The model, now emulated by Africas traditional, bilateral and multilateral partners, has benefited Africa. All Africas external interlocutors are eager to be seen, at long last, as taking her as seriously as the Chinese have done.

China has the financial muscles to play a dominant role in Africa compared with her cash-trapped Western competitors. It has accumulated $1.5 trillion of foreign reserves, as a result of an effective export strategy.

With now more than 800,000 Chinese living, working and running small shops in Africa, with over 800 small and medium businesses, involved in manufacturing and bidding for construction of ports, railways, hospitals, administrative buildings and other facilities, usually at a very competitive price, using comparatively advantageous labour and other factors of production, there is no doubt that all the foreign actors, eager to be relevant in Africa, should pay notice—and yes start getting worried.

Without being caught in any China promotion, one can only observe that it is a country standing today in sharp contrast with the West.

With the World Bank and the IMF in disarray, China has been able to move her African agenda with money but also mastery of public relations.

A key component of Chinas Africa policy, soft-power is likely to reach its culminating point when the Beijing Olympics starts from August 8, 2008.

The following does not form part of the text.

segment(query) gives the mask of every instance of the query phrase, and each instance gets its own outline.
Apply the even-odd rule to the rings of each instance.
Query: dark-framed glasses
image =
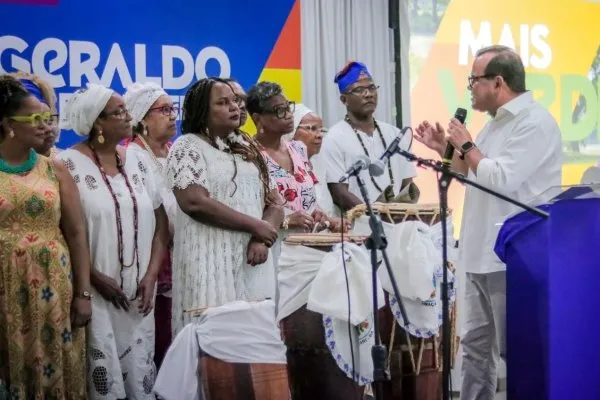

In rolling out her soft-power strategy, China uses words that make business easy to conduct. Talking about win-win relationship, friendship, cooperation, equality, respect of sovereignty, good-will, it gives a boost to her partners in Africa by rehabilitating their States after so many years of slashing of their attributes under the Western-inspired political and economic structural adjustment policies.

China brings a home-grown model of economic recovery that worked without the involvement of any foreign advisor, institution or bilateral tutor. Discipline, hard work, enlightened and nationalist leadership have made the difference.

China is in Africa primarily because she needs Africa for her own development and diplomatic standing in the world.

To achieve this, Africa should quickly become a better student of China, meaning that it should introduce the study of China, its language, its business practices, its psychological determinants, in the curriculum of the continents schools and universities.

The author is senior Senegalese journalist. He has written the book The Dragon and the Ostrich on the development of China-Africa relations. This article is excerpts of his speech at the African Union.